Così, la corsa alla nomination, sempre affollatissima – a un certo punto i candidati erano 24 o 25 -, assomiglia sempre più a un gerontocomio: ai tre “grandi vecchi” che menano le danze dall’inizio, in ordine d’età Bernie Sanders, 78 anni, Joe Biden, 77 anni, ed Elizabeth Warren, 70 anni, s’è appena aggiunto Michael “Mike” Bloomberg, 77 anni. Tutti lì per sfidare Donald Trump, che di anni ne ha 73.

Forse pure il dato anagrafico spiega il successo, magari solo temporaneo, di Pete Buttigieg, 37 anni, il nipote prediletto dei nonni (bianchi) d’America, sempre più su nei sondaggi, specie nei due Stati che apriranno la stagione delle primarie, Iowa e New Hampshire. Buttigieg, sindaco di South Bend nell’Indiana, omosessuale dichiarato e candidato “arcobaleno”, non pare però un candidato credibile per la Casa Bianca, nonostante i media “liberal” ne abbiano fatto il loro cocco, un po’ una mascotte. Sta raccogliendo un imprevisto seguito fra gli elettori bianchi della terza età, mentre esercita meno richiamo sui giovani e sulle minoranze, specie fra i neri.

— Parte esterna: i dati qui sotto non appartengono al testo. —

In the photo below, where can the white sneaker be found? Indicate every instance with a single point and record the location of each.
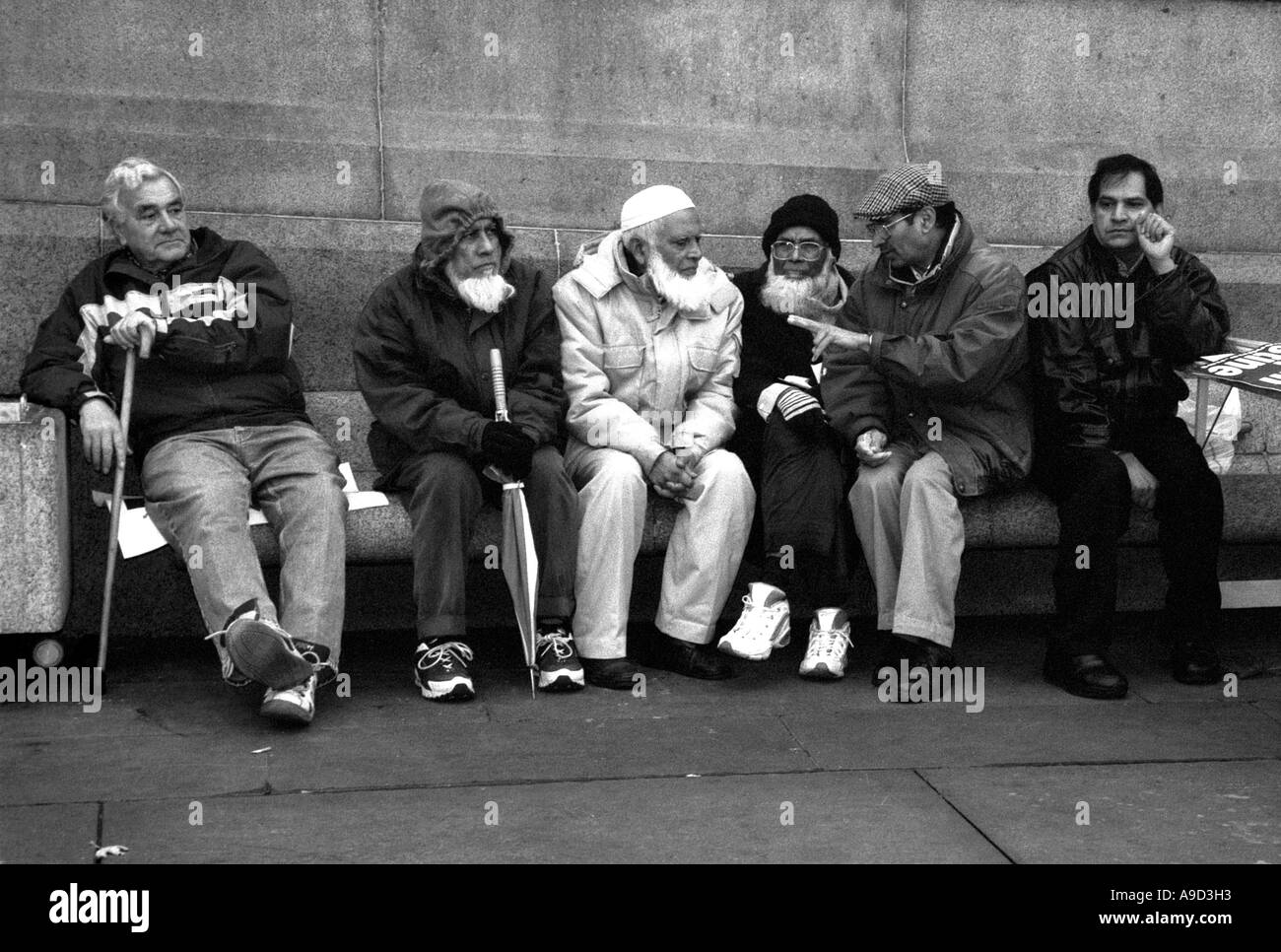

L’annuncio dell’abbandono della Harris, 55 anni, senatrice della California, è giunto martedì sera: una sorpresa più nei tempi che nei fatti, perché la sua campagna, dilaniata all’interno da tensioni e rivalità, era da settimane in difficoltà. La Harris motiva la decisione con la mancanza di fondi, ma probabilmente questa non è l’unica ragione.

L’uscita di scena della “Obama donna” è stato commentato in modo sarcastico da Trump: “Peccato. Ci mancherai Kamala!”, twitta da Londra, dov’è per il vertice della Nato, il presidente. Kamala meritava senz’altro un epitaffio meno acido, perché, prima che qualcosa s’inceppasse, pareva potesse diventare la “donna da battere” di questa stagione elettorale americana.

Al naufragio della campagna della Harris, ha dedicato un servizio inchiesta il New York Times, che aveva intervistato una cinquantina di membri ed ex membri del suo staff e di sostenitori. Tutti puntavano il dito su una mancanza di strategia e una disorganizzazione di fondo: colpa del vertice, cioè di Kamala e di sua sorella Maya, manager della campagna.

Una lettera di dimissioni di una collaboratrice aiutava a ricostruire le tensioni all’interno del team. Kelly Mehlenbacher scrive: “È la mia terza campagna elettorale presidenziale e non ho mai visto un’organizzazione che tratta così male lo staff. Continuo a ritenere che la senatrice Harris sia la candidata migliore per vincere le elezioni del 2020, ma non ho più fiducia nella sua campagna e nella sua leadership” si leggeva nella missiva. Per la Mehlenbacher, era “inammissibile che a meno di 90 giorni dall’Iowa non ci sia ancora un piano per vincere”. In realtà, probabilmente Kamala e Maya stavano già progettando la via di fuga.

Figlia di immigrati – indo-americana la madre, giamaicano il padre -, la Harris è stata il primo attorney generale donna della California e l’età ne faceva il “trait-d’union” ideale tra i candidati più anziani e quelli più giovani. Nel farsi da parte, la senatrice s’impegna a “continuare a combattere ogni giorno per gli obiettivi di questa campagna: giustizia per la gente. Tutta la gente”.

In una mail, la Harris scrive: “Ho fatto il punto ed esaminato la situazione da tutti gli angoli e sono giunta a una delle decisioni più difficili della mia vita: la mia campagna semplicemente non dispone delle risorse finanziarie necessarie di cui abbiamo bisogno per continuare”. E pensare che, dopo l’annuncio della sua candidatura, il 21 gennaio, in sole 24 ore aveva raccolto 1,5 milioni di dollari, superando per numero di contributi online il record di Sanders nel 2016. Segno dell’entusiasmo che aveva inizialmente suscitato, nella speranza di essere la prima donna, per di più di colore, a infrangere il soffitto di cristallo che Hillary Clinton aveva appena scalfito.

Acerrima avversaria di Donald Trump, soprattutto sul fronte dell’immigrazione, la senatrice a fine giugno insidiava nei sondaggi Biden, oggetto dei suoi attacchi per il passato segregazionista, e Sanders. Poi, s’è man mano persa, non riuscendo a tradurre in una solida candidatura la sua energia e la sua piattaforma progressista, che non ha asprezze e radicalismi, rispetto a quella di Elizabeth Warren. Trump, per una volta, ha ragione: ci mancherai, Kamala! E, magari, mancherai pure ai democratici.